It's so much the worse that you introduced a lot of potential with Clara's vision of herself without eyes and Lark smiling beside her. Right then I thought I would see Lark betraying Clara in some way, justifying her existence in the story. It promised to be very compelling! Then... well, then the characters turned their back on the whole thing and tossed around vampire romances instead, and if you didn't run out of words or ideas or time, I'd be shocked. So is that what happened? Did you mean to do more with dynamic between Clara and Lark, maybe to go for macabre humor instead of the weak laugh-track-backed punchline you ultimately delivered, only to realize you couldn't do it within the constraints and panic? I like the theory, because otherwise I have no clue what you were thinking in wasting one strong moment and a couple of great images on that ending.

*****

Sitting Here, "In Which an Unwanted Gift is Returned"

I've seen the collaboration document, so I know now that the Zodiac brooches were your idea, which doesn't surprise me. This story is so enamored of that concept that it loses itself in it. Aside from the protagonist and Domerci, every NPC character is a brooch, not a person. It might help if I knew anything about the Chinese Zodiac, eh? None of the judges did, as far as I could tell. If we had been knowledgeable, the jewelry would surely have been more significant, but a population of unnamed archetypes would be a weakness all the same; fewer characters could have helped, and I suspect there are only as many as they are to show off more of the brooches.
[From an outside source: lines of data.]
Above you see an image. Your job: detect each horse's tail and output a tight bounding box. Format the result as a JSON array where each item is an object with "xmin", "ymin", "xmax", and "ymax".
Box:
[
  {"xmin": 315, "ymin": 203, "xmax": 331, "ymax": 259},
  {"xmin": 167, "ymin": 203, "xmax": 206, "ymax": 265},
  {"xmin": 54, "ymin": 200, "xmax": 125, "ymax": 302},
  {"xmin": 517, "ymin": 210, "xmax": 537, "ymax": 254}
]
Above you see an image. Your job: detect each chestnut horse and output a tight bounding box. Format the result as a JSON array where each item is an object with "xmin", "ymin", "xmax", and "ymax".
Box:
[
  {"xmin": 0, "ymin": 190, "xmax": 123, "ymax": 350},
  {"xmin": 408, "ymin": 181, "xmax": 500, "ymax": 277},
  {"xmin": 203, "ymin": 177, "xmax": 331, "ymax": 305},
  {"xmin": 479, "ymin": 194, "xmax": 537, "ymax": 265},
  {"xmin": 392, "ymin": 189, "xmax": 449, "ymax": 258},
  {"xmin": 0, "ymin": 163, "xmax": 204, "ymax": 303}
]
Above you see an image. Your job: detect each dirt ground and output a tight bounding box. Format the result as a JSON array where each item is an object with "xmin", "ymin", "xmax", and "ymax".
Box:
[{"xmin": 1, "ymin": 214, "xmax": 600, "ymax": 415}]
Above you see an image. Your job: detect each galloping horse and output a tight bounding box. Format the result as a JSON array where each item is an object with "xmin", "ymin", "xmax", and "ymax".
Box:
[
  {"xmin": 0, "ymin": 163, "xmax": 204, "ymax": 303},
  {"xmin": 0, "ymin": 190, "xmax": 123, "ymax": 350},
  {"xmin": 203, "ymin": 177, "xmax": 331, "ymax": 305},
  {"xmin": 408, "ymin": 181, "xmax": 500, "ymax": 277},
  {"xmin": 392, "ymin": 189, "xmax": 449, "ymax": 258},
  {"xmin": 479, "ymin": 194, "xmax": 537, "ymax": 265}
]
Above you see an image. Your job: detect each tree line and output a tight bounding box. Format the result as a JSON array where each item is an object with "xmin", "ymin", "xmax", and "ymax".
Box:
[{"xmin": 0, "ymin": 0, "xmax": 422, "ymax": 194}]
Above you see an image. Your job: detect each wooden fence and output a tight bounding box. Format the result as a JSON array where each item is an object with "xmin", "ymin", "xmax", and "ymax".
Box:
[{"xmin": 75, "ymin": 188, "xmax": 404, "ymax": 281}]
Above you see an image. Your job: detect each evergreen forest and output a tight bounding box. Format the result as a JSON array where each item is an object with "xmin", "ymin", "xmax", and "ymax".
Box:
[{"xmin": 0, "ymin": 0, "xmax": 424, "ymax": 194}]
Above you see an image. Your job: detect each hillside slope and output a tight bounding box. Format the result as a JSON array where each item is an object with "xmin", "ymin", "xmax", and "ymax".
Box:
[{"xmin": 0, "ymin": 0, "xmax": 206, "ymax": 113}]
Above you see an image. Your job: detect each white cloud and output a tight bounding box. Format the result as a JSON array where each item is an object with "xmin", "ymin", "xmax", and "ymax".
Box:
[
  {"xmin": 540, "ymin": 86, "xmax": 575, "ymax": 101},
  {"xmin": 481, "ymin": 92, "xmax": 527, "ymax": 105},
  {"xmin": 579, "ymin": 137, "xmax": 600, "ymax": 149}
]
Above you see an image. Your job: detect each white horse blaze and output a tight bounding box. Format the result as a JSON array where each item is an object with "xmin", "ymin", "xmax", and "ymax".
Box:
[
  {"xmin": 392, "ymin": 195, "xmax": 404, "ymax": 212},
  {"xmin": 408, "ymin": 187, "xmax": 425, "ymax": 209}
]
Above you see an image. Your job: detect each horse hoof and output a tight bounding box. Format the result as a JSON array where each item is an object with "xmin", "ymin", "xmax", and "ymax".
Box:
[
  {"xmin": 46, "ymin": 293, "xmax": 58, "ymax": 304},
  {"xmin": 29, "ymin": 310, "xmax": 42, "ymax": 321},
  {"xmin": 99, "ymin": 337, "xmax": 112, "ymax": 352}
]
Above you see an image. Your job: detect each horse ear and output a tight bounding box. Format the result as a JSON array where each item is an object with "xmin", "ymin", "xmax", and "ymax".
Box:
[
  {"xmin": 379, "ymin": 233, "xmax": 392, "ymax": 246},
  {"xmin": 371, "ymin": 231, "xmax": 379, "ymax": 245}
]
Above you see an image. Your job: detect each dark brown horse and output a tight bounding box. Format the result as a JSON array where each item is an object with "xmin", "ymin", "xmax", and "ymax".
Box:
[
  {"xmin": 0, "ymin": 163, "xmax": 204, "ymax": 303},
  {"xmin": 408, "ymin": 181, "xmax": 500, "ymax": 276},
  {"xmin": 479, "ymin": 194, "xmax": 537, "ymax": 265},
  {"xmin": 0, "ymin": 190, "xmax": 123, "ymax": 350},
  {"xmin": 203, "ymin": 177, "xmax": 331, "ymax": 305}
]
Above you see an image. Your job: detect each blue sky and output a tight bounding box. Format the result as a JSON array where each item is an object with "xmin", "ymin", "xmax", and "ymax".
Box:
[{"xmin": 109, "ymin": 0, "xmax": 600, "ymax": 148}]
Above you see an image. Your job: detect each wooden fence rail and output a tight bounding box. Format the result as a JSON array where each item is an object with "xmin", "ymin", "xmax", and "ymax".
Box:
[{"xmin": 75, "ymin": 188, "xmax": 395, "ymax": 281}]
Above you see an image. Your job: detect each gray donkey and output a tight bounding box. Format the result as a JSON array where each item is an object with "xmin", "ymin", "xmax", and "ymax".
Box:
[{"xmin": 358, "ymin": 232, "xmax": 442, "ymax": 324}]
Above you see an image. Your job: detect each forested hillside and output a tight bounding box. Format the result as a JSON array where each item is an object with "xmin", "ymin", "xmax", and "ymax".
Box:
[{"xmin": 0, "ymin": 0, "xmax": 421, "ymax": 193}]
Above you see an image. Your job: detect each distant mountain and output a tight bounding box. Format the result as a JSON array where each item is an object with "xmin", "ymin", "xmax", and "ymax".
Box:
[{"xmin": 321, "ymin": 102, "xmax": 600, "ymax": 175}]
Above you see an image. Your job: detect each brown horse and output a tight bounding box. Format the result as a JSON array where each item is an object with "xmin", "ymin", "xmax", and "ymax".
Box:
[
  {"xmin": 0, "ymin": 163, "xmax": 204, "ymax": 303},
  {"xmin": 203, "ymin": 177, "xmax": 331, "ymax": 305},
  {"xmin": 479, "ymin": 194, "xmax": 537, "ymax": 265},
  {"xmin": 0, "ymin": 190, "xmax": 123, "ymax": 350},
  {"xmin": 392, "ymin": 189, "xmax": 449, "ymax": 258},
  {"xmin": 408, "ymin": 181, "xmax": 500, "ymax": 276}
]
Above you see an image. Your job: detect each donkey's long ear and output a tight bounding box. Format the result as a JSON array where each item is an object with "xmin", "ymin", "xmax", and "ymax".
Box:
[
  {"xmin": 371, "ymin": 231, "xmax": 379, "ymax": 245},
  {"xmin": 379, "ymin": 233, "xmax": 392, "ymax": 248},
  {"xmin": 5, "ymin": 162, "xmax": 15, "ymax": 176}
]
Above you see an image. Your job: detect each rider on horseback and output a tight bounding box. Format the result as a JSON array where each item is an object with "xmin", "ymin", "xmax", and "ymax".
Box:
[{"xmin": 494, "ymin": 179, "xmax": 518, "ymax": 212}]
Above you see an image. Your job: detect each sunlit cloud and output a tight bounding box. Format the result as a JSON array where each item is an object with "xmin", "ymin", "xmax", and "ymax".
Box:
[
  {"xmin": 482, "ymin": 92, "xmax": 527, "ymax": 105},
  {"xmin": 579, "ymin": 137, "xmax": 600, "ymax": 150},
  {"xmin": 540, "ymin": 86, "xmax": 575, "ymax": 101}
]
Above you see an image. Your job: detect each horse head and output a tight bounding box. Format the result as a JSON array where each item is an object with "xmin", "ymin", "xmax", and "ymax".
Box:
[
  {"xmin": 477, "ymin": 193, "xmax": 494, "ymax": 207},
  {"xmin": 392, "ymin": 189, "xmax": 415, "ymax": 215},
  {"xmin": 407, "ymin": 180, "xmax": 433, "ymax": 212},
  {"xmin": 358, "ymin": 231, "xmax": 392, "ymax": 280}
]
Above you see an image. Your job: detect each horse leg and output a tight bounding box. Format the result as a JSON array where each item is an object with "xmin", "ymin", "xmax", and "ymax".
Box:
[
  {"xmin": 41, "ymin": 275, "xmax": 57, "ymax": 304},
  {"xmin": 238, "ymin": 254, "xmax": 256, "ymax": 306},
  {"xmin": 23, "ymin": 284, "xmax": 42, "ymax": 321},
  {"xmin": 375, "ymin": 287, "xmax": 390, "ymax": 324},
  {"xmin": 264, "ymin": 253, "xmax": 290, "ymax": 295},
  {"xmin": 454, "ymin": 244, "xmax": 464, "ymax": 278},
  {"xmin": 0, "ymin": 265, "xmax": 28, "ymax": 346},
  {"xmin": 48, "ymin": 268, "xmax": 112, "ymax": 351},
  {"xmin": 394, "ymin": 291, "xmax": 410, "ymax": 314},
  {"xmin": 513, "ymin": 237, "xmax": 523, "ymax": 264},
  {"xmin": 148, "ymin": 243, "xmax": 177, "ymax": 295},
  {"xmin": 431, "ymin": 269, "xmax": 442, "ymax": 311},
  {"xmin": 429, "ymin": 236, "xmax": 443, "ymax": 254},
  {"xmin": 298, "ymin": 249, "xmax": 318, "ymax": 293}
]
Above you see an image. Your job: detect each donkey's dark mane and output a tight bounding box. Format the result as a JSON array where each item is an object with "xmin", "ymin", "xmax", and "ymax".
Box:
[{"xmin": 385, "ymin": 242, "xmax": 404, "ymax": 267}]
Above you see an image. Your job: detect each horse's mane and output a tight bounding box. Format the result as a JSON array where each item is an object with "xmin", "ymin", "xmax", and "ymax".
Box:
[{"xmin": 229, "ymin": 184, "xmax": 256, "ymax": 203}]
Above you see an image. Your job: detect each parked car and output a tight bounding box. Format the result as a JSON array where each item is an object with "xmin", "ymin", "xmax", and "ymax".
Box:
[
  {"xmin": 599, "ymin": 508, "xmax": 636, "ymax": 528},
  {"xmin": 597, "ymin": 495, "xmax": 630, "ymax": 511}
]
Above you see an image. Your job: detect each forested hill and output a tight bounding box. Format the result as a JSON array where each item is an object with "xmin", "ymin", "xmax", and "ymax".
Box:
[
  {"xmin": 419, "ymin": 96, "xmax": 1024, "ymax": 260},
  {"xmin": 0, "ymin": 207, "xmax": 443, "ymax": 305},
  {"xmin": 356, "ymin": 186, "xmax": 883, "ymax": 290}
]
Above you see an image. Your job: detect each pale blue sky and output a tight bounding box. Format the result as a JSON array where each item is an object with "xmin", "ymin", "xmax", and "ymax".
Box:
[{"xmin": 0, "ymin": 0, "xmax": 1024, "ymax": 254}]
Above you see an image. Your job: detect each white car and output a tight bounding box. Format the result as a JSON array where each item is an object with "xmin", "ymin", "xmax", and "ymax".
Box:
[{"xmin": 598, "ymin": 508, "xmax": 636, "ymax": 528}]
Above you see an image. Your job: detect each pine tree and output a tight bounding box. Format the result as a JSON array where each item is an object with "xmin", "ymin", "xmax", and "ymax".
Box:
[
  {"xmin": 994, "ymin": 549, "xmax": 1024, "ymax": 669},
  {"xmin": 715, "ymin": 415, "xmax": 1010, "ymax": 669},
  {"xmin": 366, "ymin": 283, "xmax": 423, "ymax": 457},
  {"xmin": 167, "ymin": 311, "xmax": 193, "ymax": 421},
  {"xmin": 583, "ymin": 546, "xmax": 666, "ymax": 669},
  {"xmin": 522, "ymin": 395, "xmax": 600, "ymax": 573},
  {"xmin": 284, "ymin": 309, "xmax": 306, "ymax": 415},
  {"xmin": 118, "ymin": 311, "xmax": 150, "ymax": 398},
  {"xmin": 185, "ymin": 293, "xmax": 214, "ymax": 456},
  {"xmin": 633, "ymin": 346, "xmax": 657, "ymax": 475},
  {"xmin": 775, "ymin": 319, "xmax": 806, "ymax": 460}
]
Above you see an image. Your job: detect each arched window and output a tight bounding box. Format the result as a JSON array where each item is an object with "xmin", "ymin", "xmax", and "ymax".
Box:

(To be clear: I like the concept of the Zodiac symbols, though I'd have gone for Western as the safer bet. The execution of the idea is more of a flaw here than the idea itself.)

I feel like the piece is so busy playing with the pretty baubles that it forgets to color in enough of the background to let the story land. I want some idea of what Domerci and this lady were to each other to begin with, why he gave her that gift, why he wants to convince her of her essential honesty. Why she needs convincing. There's more of interest in those questions than in the lady's exchanges with his servants. If you ask me, then, you've started and ended your tale in the wrong places. This version of it doesn't hit the right spot, though the writing is good and some of the details are lovely.

P.S. One more thing! Two letters long or not, is isn't an article, conjunction, or preposition, but a verb, and as such it should be capitalized in titles. This wouldn't be worth mentioning if that error hadn't cropped up a fair amount in TD of (relative) late.

*****

Benny Profane, "The Potato Thief"

It pains me that mermen could be anyone's downfall, but here we are. Despite the sentences, vast in number, of the same structure; despite the cadence, too long unvaried, quickly grating, it's the mermen--one meta reference too many--that cost you an HM. The other Thunderdome references are woven into the story with more subtlety. Well, except for the potato, but even that's a more organic nod than the Zodiac mermen I had to love but couldn't begin to defend to my fellow judges.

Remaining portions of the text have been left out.